There are only a few reasons why a woman would experience excess bleeding. The most common reason is a hormone imbalance. This happens to all girls and women at one point or another in their life of menstruation. The danger is when it becomes the norm each month. If this is the case, you will want to contact your gynaecologist to determine if it is a simple hormone imbalance or something more serious like cancer, Polycystic ovary syndrome or PCOS, or thyroid disease. It could also be something as simple as polyps or fibroids. This is why a doctor should be consulted.

Another cause could be a sexually transmitted disease. Have your doctor check for Gonorrhea, Trichomoniasis, Chlamydia or endometritis.


Some of the symptoms you may feel include:

Anemia – too much blood loss causes an iron loss and is not good for your body, it is also known as iron loss.

Fatigue – the loss of too much blood will make you tired and downright exhausted.

Blood clots – these will be bigger than a quarter in size and happen several times a day.

Possible Treatments

Besides medication from your doctor, or something more drastic like a hysterectomy, you may want to treat your symptoms at home.

Heating pad – using a heating pad during your period is not only comforting, but it helps to relax the muscles in and around the abdominal area where cramping and general pain are located.

Menstrual cup – this is a soft silicone cup that is inserted into the vagina to collect blood before it leaves the body. This will not fix the heavy bleeding, but it will help to make you more comfortable as well as limiting your trips to the bathroom.

Period underwear – this will also help to keep you from excessive trips to the bathroom, but not fix the problem of heavy bleeding.
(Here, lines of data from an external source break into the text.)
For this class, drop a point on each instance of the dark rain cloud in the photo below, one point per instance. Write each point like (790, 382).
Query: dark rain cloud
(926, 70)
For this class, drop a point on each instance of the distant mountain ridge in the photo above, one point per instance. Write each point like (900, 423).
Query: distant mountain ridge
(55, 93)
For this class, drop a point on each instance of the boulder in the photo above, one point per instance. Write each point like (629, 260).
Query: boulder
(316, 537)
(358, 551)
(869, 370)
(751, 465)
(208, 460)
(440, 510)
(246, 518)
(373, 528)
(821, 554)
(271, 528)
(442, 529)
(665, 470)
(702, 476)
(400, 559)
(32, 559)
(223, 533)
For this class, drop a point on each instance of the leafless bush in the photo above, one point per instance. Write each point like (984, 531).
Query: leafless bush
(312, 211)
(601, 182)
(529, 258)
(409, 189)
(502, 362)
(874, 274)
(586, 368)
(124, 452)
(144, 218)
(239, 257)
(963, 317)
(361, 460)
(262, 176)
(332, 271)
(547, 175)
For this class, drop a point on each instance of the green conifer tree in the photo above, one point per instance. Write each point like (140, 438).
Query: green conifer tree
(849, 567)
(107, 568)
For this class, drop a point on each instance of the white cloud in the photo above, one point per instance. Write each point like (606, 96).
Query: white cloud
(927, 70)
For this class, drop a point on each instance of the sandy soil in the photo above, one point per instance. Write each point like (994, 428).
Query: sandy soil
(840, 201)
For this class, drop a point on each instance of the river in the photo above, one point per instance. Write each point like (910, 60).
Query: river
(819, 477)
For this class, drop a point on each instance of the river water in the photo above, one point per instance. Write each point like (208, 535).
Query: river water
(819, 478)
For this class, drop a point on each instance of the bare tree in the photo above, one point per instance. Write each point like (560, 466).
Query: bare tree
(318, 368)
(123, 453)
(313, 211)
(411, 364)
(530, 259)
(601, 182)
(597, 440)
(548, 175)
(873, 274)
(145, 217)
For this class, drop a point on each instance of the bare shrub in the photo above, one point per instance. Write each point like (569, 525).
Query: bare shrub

Medication – use an OTC medication such as ibuprofen or Tylenol. You could also request a birth control pill prescription from your doctor that will help to regulate your hormones. There are also hormone replacement therapies to help with heavy monthly bleeding.

Get plenty of rest, reduce your stress as much as possible and change your diet to a healthy option.

If your period lasts more than seven days and is heavy, and is the same month after month, you will need to seek medical help. Make an appointment with your primary doctor or gynecologist so that they may help determine what may be the cause of your heavy bleeding. The doctor will also be able to try several different options to relieve your pain and possibly help reduce the monthly bleeding to a minimum.